Ni la evidente sorpresa de mi madre ante mi actitud fervorosa, ni la 
relación que Pesca me hacía de los beneficios que el nuevo empleo me 
brindaba, consiguieron hacer tambalear mi irrazonable resistencia a la idea de 
viajar hacia Limmeridge. Cuando todas las débiles objeciones que se me 
ocurrían eran rebatidas una tras otra, ante mi completo desconcierto, intenté 
erigir un último obstáculo preguntando qué sería de mis alumnos de Londres 
durante el tiempo que me dedicase a enseñar a copiar del natural a las 
señoritas Fairlie. 
La respuesta fue fácil: la mayoría de ellos estarían fuera haciendo sus 
habituales viajes de otoño, y los que no salieran de la población podrían dar 
clase con un compañero mío, de cuyos discípulos me encargué yo una vez, 
bajo circunstancias similares. Mi hermana me recordó que aquel caballero me 
había ofrecido expresamente sus servicios si este año se me ocurría hacer 
algún viaje en verano; mi madre muy seria, me increpó diciendo que no tenía 
derecho a jugar con mis intereses ni con mi salud, por un capricho absurdo; y 
Pesca me imploró que no hiriera su corazón al rechazar el primer servicio que 
él pudo rendir, en señal de su agradecimiento, al amigo que le había salvado la 
vida.

La sinceridad y franco afecto que inspiraban estos discursos hubieran sido 
capaces de conmover a cualquiera que tuviese un átomo de sentimiento en su 
composición. 
Aunque yo no pude combatir mi extraña perversidad, por lo menos fui lo 
suficientemente honrado como para avergonzarme de todo corazón y puse fin 
a la discusión complaciendo a todos: cedí y prometí cumplir lo que todos los 
presentes esperaban de mí. 
El resto de la velada se consumió con cierto regocijo en hacer jubilosas 
suposiciones sobre mi futura convivencia con las dos señoritas de 
Cumberland. Pesca, inspirado con nuestro grog, que cinco minutos después de 
estar englutiendo obraba los milagros más sorprendentes con su cabeza, quiso 
demostrarnos que era todo un inglés emitiendo una serie de brindis que se 
sucedían con rapidez, en los que hacía votos por la salud de mi madre, de mi 
hermana, de la mía, y por la salud de todos a la vez, del señor Fairlie y de sus 
hijas; inmediatamente después se dio las gracias a sí mismo con mucho énfasis 
en nombre de todos los presentes. 
—Un secreto, Walter —me dijo mi amigo cuando los dos caminábamos 
hacia nuestras casas, en tono confidencial. —Estoy excitado por mi propia 
elocuencia. Mi pecho rebosa de ambiciones. Ya verá cómo me eligen un día 
miembro de su noble Parlamento. ¡Es el sueño de toda mi vida: ser el 
ilustrísimo señor Pesca, Miembro del Parlamento! 

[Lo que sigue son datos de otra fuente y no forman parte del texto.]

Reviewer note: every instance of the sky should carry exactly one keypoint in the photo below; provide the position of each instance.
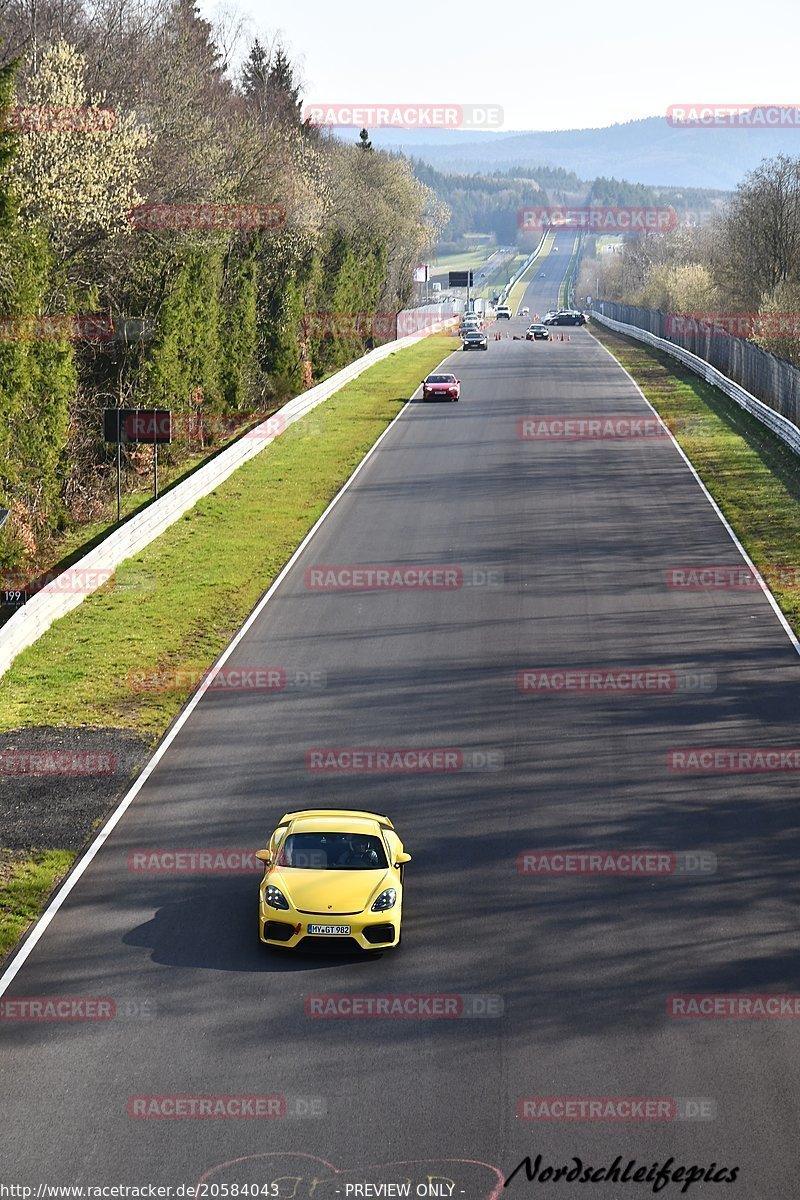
(547, 66)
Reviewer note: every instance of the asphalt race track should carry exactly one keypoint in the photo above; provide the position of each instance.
(564, 549)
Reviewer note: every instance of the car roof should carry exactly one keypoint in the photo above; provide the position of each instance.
(336, 823)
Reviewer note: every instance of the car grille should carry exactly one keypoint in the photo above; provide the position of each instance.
(328, 945)
(278, 930)
(329, 912)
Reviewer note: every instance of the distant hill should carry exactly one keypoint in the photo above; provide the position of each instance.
(645, 151)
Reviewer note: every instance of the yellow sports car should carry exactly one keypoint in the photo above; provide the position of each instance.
(332, 875)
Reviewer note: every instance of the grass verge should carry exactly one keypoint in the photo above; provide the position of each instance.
(26, 880)
(176, 605)
(751, 474)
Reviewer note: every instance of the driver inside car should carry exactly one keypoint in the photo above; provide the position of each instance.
(360, 852)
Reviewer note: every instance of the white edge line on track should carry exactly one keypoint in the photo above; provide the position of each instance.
(789, 633)
(42, 923)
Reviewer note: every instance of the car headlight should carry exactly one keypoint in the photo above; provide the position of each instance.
(385, 900)
(275, 898)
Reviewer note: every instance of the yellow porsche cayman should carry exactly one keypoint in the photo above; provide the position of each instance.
(332, 876)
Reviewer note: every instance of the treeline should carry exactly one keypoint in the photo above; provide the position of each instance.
(684, 199)
(202, 306)
(491, 203)
(746, 261)
(480, 203)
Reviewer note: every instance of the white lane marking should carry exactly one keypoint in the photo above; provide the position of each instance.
(757, 575)
(38, 929)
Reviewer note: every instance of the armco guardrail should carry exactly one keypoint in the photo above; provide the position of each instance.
(763, 375)
(780, 425)
(28, 624)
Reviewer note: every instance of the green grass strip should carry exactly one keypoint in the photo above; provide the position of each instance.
(178, 604)
(751, 474)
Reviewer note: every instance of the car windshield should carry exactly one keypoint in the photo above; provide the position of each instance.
(332, 852)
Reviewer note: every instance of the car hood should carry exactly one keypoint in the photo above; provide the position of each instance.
(330, 892)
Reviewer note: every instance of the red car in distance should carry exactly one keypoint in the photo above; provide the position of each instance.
(444, 387)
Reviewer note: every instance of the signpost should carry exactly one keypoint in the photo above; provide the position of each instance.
(149, 426)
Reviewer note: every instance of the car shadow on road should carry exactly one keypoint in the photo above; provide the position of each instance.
(214, 928)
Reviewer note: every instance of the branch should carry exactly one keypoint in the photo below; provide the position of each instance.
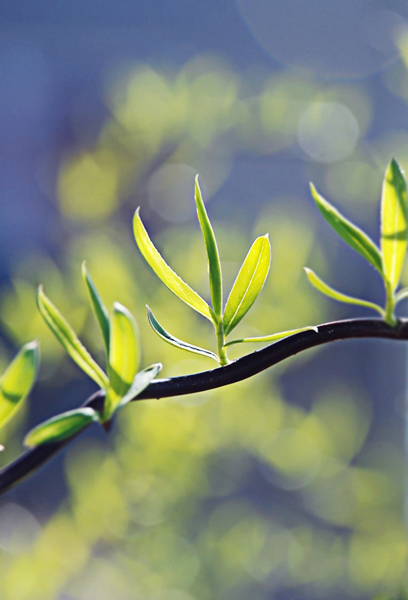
(240, 369)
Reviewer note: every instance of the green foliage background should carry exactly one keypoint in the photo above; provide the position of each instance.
(166, 509)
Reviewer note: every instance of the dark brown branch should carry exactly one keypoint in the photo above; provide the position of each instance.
(240, 369)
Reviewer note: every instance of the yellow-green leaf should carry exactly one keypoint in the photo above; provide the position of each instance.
(61, 427)
(329, 291)
(394, 208)
(123, 358)
(17, 381)
(68, 338)
(171, 339)
(214, 265)
(249, 283)
(350, 233)
(165, 273)
(100, 311)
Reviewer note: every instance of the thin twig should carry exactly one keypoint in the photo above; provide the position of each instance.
(240, 369)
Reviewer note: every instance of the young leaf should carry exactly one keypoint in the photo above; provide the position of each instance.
(61, 427)
(214, 265)
(140, 382)
(123, 358)
(402, 294)
(100, 311)
(394, 208)
(165, 273)
(328, 291)
(66, 335)
(350, 233)
(249, 283)
(170, 339)
(274, 337)
(17, 381)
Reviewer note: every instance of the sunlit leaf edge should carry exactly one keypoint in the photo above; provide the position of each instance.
(325, 289)
(165, 273)
(124, 357)
(27, 359)
(355, 237)
(69, 340)
(100, 311)
(236, 301)
(214, 265)
(140, 382)
(393, 245)
(67, 424)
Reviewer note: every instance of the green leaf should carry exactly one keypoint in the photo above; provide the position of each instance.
(249, 283)
(394, 207)
(402, 294)
(140, 382)
(61, 427)
(123, 358)
(17, 381)
(274, 337)
(214, 265)
(100, 311)
(328, 291)
(170, 339)
(68, 338)
(350, 233)
(165, 273)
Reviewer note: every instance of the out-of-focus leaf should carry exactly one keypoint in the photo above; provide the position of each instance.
(170, 339)
(402, 294)
(165, 273)
(214, 265)
(61, 427)
(68, 338)
(249, 283)
(394, 209)
(17, 381)
(141, 381)
(328, 291)
(100, 311)
(123, 357)
(350, 233)
(274, 337)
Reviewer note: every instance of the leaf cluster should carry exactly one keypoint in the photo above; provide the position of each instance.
(388, 259)
(245, 290)
(121, 380)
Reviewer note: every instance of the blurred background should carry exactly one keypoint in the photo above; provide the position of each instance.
(288, 486)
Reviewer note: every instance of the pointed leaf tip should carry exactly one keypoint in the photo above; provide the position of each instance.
(152, 256)
(98, 307)
(124, 357)
(325, 289)
(18, 380)
(350, 233)
(171, 339)
(394, 217)
(61, 427)
(249, 283)
(69, 340)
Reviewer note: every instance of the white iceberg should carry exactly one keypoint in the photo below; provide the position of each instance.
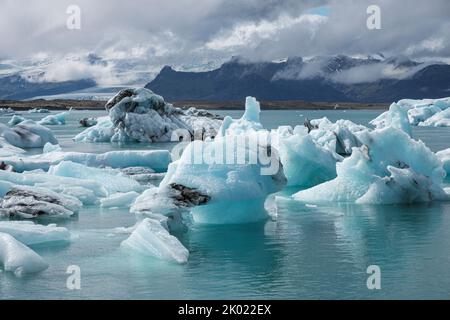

A la mañana siguiente envié al patrón del profesor mis referencias. Pasaron 
tres días; y llegué a la conclusión —para mi secreta satisfacción— de que mis 
informes no habían resultado bastante convincentes. Sin embargo al cuarto día 
llegó la respuesta. Se me comunicaba que el señor Fairlie aceptaba mis 
servicios y me instaba a partir para Cumberland de inmediato. En la posdata se 
especificaba clara y minuciosamente todas las instrucciones necesarias para 
emprender el viaje. 
Hice los preparativos de mi viaje sin la menor ilusión, para salir de 
Londres por la mañana del día siguiente. Al atardecer se presentó Pesca, 
camino de una cena festiva, a despedirme. 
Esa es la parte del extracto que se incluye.